Missing: Back to School Anxiety Dreams

Appearance: These dreams, really nightmares, usually look like boxes all over the place while students wander into the classroom, ignoring everything I say.  I am unprepared and unable to manage the class.  

Frequency: Every year, since I started teaching in 2001.  Normally they appear in August but they have been known to also come in July.  

If found: Feel free to send them away! They are not really missed at all. 

It dawned on me the other day that I haven't had any back to school anxiety dreams yet.  This is WAY late in the season for them to have not made their ugly arrival.  Most of the time, the dreams center around the classroom being a mess and then the students coming while I am not ready.  I can never find the papers I need and I search through boxes while they run around the room.  The only good thing about waking up from these dreams is realizing that didn't really happen and I can still get it right for the first day of school.

I'm not sure why I haven't had these dreams this year, when I've had them every single year of my teaching career.  One theory is I'm not sleeping all that great, as witnessed by this post being drafted at 3am.  Another theory is I've been so immersed in professional learning this summer that maybe my sleep is dream-free since I've been doing so much thinking about teaching during my waking hours.  Who can say? 

As the first day of school draws closer (kids arrive September 2nd), these dreams still might show, but I find it interesting that they haven't yet.  This past year has been a year of a lot of professional growth for me, a year of taking some risks, engaging in conversations, trying new strategies, building a new mindset.  A lot of my joy, passion, and convictions have returned after a temporary lapse into anger, frustration, and hopelessness at what teaching, testing, and unfair laws have done to the profession.  
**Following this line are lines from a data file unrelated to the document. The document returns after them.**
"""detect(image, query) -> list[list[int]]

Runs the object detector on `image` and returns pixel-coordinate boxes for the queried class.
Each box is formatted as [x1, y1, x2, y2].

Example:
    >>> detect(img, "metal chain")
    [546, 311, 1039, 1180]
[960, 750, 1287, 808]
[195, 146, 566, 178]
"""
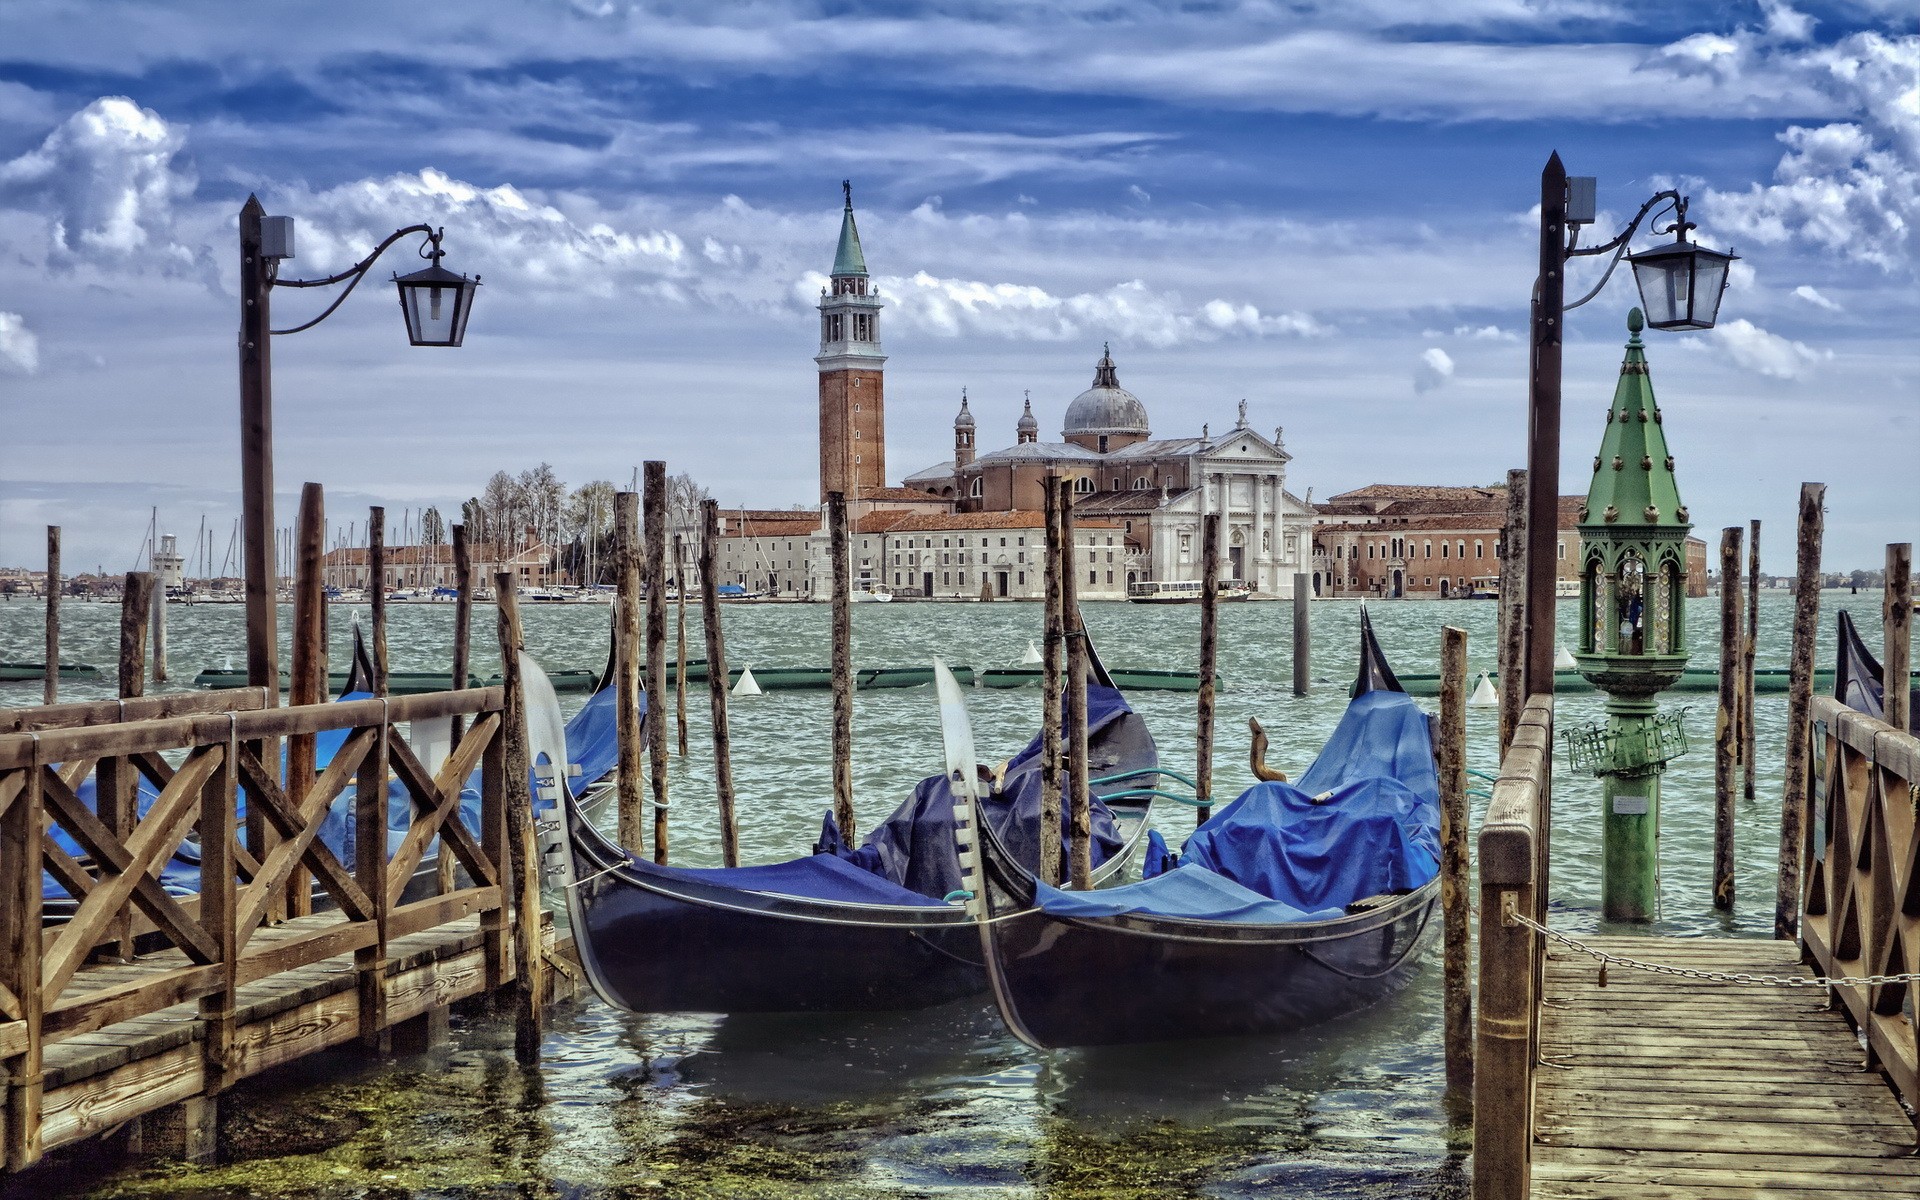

Billy Joel sings about the "Angry Young Man" who has "never been able to learn from mistakes, so he can't understand why his heart always breaks." I'm giving up being the Angry Not That Youngish Lady. Being angry is exhausting and takes energy away from the good that you can do. I've decided to stop focusing on the unfairness of the teacher evaluation system and concentrate on the good I can do in the classroom and the reason I became a teacher in the first place.  In the end, you have to rest your head on the pillow at night, content in your heart that you have done what you believe is right, come what may.  

Anxiety dreams or not, my head and heart are in a much better place.  The new school year is awaiting and I am excited for all the possibilities.